همچو پوران عزیز اندر گذر ** آمده پرسان ز احوال پدر
Onlar ihtiyarlamışlardı, babaları ise gençti... derken babaları ansızın önlerine çıkıverdi.
گشته ایشان پیر و باباشان جوان ** پس پدرشان پیش آمد ناگهان
Ona “Ey yolcu bizim azizimizden bir haberin var mı acaba?
پس بپرسیدند ازو کای رهگذر ** از عزیر ما عجب داری خبر
Birisi bize onun bugün geleceğini, bizi ümitsizliğe düşürdükten sonra bugün erişeceğini söyledi” dediler.
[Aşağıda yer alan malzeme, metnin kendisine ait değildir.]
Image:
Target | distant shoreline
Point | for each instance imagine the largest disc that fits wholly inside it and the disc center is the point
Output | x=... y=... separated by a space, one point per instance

که کسیمان گفت که امروز آن سند ** بعد نومیدی ز بیرون میرسد
Üzeyr dedi ki: Evet benden sonra gelecek... çocuklardan biri bu müjdeyi işitince sevindi.3275
گفت آری بعد من خواهد رسید ** آن یکی خوش شد چو این مژده شنید
Ey muştucu şadol diye bağırdı. Bir tanesi Üzeyr’i tanıdı;
بانگ میزد کای مبشر باش شاد ** وان دگر بشناخت بیهوش اوفتاد
A sersem, müjdenin yeri mi ki? Şeker madeninin tam içine düştün deyip kendisinden geçti, yere yığıldı.
که چه جای مژده است ای خیرهسر ** که در افتادیم در کان شکر
Bu, vehme müjdedir ama akla göre vuslatın ta kendisi... çünkü vehim gözü perdelidir, hakikati göremez.